These data were input into our ML framework. For the 161 descriptors remaining after preprocessing, nested recursive feature elimination with Ridge, Random Forest, XGBoost, and CatBoost models (RFE-Ridge, RFE-RF, RFE-XGBoost, and RFE-CatBoost) was used to determine the optimal feature subset. The construction of Model-A adheres to the best model for feature selection, which is CatBoost. Individual descriptors from model-A were transferred and combined with model-C individualized descriptors to construct a predictive model for PI powder T5% (model-D). Model parameters were fine-tuned. One of the critical challenges is opening the black box of ML. The SHAP method is used to nest the above models, providing feedback on descriptor contributions and their positive or negative impacts. The meaning of the filtered descriptors is also discussed. All the above code is executed in Python.

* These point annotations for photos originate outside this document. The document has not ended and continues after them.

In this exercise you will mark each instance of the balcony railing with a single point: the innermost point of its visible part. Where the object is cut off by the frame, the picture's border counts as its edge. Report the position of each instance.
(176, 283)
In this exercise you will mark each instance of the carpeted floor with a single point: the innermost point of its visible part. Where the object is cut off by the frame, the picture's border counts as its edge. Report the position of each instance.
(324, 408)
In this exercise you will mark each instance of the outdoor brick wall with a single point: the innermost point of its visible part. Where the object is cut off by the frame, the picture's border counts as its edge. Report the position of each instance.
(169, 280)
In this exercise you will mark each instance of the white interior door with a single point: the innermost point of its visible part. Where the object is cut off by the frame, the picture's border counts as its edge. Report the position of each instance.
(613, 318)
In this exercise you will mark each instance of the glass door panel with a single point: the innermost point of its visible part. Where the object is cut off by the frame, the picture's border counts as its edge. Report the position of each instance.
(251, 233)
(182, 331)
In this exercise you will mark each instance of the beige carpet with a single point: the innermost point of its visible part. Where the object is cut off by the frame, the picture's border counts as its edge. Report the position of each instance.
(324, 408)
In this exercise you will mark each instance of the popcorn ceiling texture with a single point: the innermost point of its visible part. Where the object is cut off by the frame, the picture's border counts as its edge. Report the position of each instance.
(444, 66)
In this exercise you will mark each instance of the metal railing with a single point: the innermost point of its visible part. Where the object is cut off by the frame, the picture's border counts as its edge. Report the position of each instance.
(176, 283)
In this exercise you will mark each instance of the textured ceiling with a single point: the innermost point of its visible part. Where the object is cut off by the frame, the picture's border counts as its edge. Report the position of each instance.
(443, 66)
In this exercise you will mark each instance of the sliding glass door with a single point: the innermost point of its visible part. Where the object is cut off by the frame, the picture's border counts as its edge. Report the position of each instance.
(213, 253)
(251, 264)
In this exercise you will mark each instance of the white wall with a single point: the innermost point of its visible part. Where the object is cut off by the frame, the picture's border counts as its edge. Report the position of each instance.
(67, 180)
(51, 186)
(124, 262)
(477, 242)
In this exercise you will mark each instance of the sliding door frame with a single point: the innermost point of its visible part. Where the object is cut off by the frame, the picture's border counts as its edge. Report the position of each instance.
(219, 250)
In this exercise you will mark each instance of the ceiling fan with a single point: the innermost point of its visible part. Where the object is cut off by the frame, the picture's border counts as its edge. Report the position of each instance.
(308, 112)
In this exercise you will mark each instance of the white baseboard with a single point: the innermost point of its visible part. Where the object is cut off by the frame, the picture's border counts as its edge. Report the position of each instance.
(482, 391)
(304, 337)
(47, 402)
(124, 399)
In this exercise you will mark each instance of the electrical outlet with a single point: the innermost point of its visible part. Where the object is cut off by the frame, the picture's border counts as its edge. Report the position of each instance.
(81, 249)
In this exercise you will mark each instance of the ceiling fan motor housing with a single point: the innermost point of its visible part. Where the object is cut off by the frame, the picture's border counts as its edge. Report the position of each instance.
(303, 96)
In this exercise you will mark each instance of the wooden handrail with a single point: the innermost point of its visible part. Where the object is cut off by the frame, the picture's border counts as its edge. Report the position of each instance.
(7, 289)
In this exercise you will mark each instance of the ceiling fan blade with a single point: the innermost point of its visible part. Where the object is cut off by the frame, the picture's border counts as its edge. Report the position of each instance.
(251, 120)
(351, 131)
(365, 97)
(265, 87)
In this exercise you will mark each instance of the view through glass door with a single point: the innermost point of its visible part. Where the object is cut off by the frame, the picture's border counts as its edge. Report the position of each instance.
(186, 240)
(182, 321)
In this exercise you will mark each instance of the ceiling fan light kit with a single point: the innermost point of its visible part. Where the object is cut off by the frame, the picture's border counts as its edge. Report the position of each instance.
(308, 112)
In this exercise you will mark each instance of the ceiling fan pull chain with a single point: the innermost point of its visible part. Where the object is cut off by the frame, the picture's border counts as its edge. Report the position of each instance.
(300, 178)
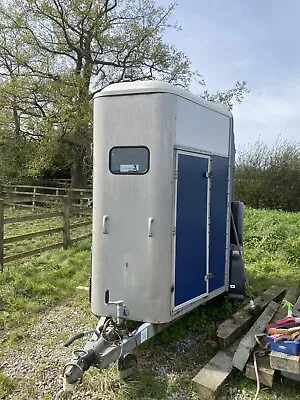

Experimental synthesis and validation

PI powder was prepared using two-step and thermo-imide methods. Some N,N-dimethylacetamide (DMAc) was added to the reactor under N2 protection. Then, dianhydride and diamine in a certain proportion were added and stirred well. The reaction feeding ratio was shown in Supplementary Table 2 and Table 1. The reaction temperature was controlled, and the viscous precursor polyamide-acid (PAA) was obtained by stirring for 3 h at room temperature. A certain amount of xylene was continued to be added to the reaction system, and the temperature was raised to the reflux temperature and kept for 3 h, and PI powders were obtained using a thermo-imide approach. Materials and test methods are found in the Experimental section of the supporting information. The histogram in Figure 2C shows that T5% ranges from 580 to 615 °C. Supplementary Figures 5 and 6 are the synthetic routes of PI-a and PI-b, respectively. Experimental section in support information can be viewed.

Table 1

Structures of co-PI powders at different molar ratios, along with the T5% values predicted by model-B and validated experimentally



Feature engineering

The optimal subset is carefully selected to reduce the dimensionality of the data. This subset contains a minimal number of descriptors while maintaining a close relationship to the required material properties[100,101]. The 1,225 descriptors declined to 161 after removing the redundancy with the Pearson correlation coefficient of less than 0.90. Four nesting methods, RFE-Ridge, RFE-RF, RFE-XGBoost, and RFE-CatBoost were used to compare and determine the optimal descriptor sets. The average R2 and root mean square error (RMSE) of five-fold cross-validation (5-fold-CV) were determined as the metrics to evaluate the model performance. For the RFE-Ridge method, Supplementary Figure 7A indicates no inflection points. This observation suggests that nonlinear algorithms might not be ideal for handling high-dimensional datasets. Considering the selections from the four models, further increasing the number of descriptors to achieve better model results will not be pursued. An effective descriptor must be simpler to obtain than the target property and be as low-dimensional as possible[102]. A subset of 18 selected descriptors was identified as the optimal solution. The other three methods selected optimal feature subsets of 18, 12, and nine descriptors, respectively [Supplementary Table 3, Supplementary Figure 7B and C, Figure 3A]. Guided by the “Occam Shaver” principle[47], the smallest number of descriptors necessary for sufficient accuracy is selected. The RFE-CatBoost model, which offers the best performance with the fewest descriptors, achieves optimal values of 28.84 for RMSE and 0.75 for R2. Among the subsets selected by RFE-CatBoost [Supplementary Table 3], the descriptors selected twice by the other three were the most. The same preprocessing and feature engineering were applied to the PI powder dataset, reducing 643 descriptors to 11, and ultimately determining an optimal subset of six descriptors based on Supplementary Figure 8A[Supplementary Table 4]. The heat map in Supplementary Figure 9 indicates that the correlation coefficients between descriptors are generally low across both datasets, suggesting a “global” representation.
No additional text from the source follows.